I may be a latte drinking liberal but I respect Massachusetts’ voters
I tweeted on Friday that I was profoundly dismayed with democracy in America. I was called out on this by one of my friends, who accused me of being a latte drinking, Guardian reading liberal and, I suspect his point was, of not respecting the will of the people in Massachusetts. He’s got at least three points right there, but he’s not right about the last one. And it’s an important point to respond to because actually I’m excited by the lessons that the will of the people taught us in Massachusetts. I think they’ve confirmed our exit from the twentieth century.
The Massachusetts result is upsetting for its disproportionate consequences and for the sense of missed opportunities it brings to those who support what Obama wants to do. But it shouldn’t be described as an upset in the sense of being surprising. It’s only surprising if you had an expectation that even though the Democrats ran a worse candidate, working less hard, making worse gaffs they should still have won because, well, Massachusetts is Democrat, it just is.

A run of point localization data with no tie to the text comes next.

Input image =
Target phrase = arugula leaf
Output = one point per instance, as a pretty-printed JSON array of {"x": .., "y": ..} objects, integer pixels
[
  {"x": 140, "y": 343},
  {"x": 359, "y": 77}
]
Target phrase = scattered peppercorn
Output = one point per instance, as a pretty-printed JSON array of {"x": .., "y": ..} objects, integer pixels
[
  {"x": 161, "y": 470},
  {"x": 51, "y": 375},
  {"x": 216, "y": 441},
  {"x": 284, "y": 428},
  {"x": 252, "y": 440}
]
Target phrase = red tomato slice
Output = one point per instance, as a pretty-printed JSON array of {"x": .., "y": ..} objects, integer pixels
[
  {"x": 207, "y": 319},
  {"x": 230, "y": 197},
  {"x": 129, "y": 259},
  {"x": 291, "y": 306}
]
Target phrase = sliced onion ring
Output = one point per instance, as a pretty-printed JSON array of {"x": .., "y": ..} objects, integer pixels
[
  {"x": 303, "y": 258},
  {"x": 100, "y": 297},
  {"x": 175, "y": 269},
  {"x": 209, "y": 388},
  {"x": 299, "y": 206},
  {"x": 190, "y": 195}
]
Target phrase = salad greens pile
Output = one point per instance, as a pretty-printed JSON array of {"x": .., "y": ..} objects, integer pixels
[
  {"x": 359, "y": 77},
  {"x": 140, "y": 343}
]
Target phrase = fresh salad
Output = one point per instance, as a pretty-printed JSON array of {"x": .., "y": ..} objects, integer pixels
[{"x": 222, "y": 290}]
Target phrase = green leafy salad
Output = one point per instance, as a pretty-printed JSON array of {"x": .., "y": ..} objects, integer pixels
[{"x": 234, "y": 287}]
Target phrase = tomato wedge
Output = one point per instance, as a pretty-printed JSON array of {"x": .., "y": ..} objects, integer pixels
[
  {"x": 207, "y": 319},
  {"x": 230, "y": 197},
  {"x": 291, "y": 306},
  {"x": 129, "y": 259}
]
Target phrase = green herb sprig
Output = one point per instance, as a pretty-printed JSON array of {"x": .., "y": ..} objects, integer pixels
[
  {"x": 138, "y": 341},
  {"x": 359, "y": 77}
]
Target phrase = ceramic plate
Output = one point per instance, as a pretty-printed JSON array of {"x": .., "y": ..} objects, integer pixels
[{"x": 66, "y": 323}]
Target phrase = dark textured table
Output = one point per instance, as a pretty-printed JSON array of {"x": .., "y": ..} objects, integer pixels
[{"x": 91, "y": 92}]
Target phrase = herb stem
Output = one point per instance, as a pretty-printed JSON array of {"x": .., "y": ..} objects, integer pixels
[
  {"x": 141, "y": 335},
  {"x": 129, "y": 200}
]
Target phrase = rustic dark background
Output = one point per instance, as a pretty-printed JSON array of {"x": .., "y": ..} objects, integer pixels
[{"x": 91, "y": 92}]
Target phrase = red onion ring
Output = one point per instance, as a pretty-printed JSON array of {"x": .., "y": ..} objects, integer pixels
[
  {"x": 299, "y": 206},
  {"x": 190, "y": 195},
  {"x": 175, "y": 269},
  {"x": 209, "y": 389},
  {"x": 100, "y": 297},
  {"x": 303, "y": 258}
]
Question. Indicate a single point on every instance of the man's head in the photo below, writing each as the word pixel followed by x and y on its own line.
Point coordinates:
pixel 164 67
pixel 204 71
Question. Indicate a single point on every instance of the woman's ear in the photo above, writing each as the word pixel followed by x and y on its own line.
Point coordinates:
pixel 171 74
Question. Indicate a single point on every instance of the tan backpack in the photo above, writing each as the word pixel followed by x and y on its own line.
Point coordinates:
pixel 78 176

If we’ve learnt anything from the impact of the internet age on people’s behaviour it’s that loyalty can’t be taken for granted. That’s a good thing. We have more choice because of the internet, are more able to exercise that choice, and are more able to change our minds. This is most evident in our behaviour as consumers (look at what’s happening with newspapers) but is equally true in our considerations of who we want to hang out with, the groups we want to associate with or the causes we want to support. In the last century we mostly made the most meaningful of those decisions, which enable individuals to organise and identify with other individuals, via top-down institutions like religions or political parties. And as a result we became pretty well locked in to those decisions. Not any more. As Clay Shirky says (and I will never get tired of quoting) we have the possibility now of “organising without organisations”.
That’s not to say that Scott Brown’s campaign, or the Republican Party, had nothing to do with their win. (And I should disclose now that I was there for three days before the vote volunteering for the Coakley campaign. Having said that I should also say I was mostly knocking on doors and so have no privileged view of what went on there.) Rather that Coakley’s mistake was to assume that there’s such a thing as a Blue State any more; one that’s made up of voters who will turn out for you whatever.
I was surprised when Hillary was battling Obama in the primaries that she forgot Bill Clinton’s lesson that hope is such a strong electoral message (listen up Cameron). And I was surprised in Massachusetts that the Democrats forgot Obama’s lesson. Didn’t he tell us that there is not one Red America and one Blue America? Didn’t he adopt a 50 state strategy because he believed people could be persuaded to vote for him despite who they had voted for in the past? The Massachusetts loss is not a victory for Karl Rove’s 50% + 1 strategy (mobilise your base and get just that one more vote you need to win), although it promotes some of his other more horrible tactics. It’s a victory for Obama’s belief that the whole of America is to play for.
But what that means is that you have to play. You have to properly engage. You have to argue. You have to convince. And you have to do all of the things that politics is all about in order to do that convincing: fundraising, advertising, handshaking, tramping the streets, finding and motivating volunteers to tramp the streets with you, creating a compelling message, attacking your opponent’s ideas…You can’t rely on voters to mindlessly follow what they’ve always done. In short you’ve got to campaign like you believe what you say is important and that it might change people’s minds. The lesson for the politicians is that the new social structures of the internet age mean Obama was right, you can win in any corner of America, but you have to fight for it.

Good post mate.
Top stuff.
Thanks Jacob. I think alot of disenchanted labour voters could vote for Nick Clegg at the next election in Blighty. No more ‘safe’ blue and red in the UK could be a great hunting ground for the orange!
Thanks guys. Yeah Ben, that’s an interesting one about the Liberals in the UK. I wonder what having a credible third party would mean in the US? I’m also just not sure whether Clegg is really benefiting from the disenchantment? All the weaknesses of being kind of in the establishment, with none of the benefits of really being close to power? Hmm.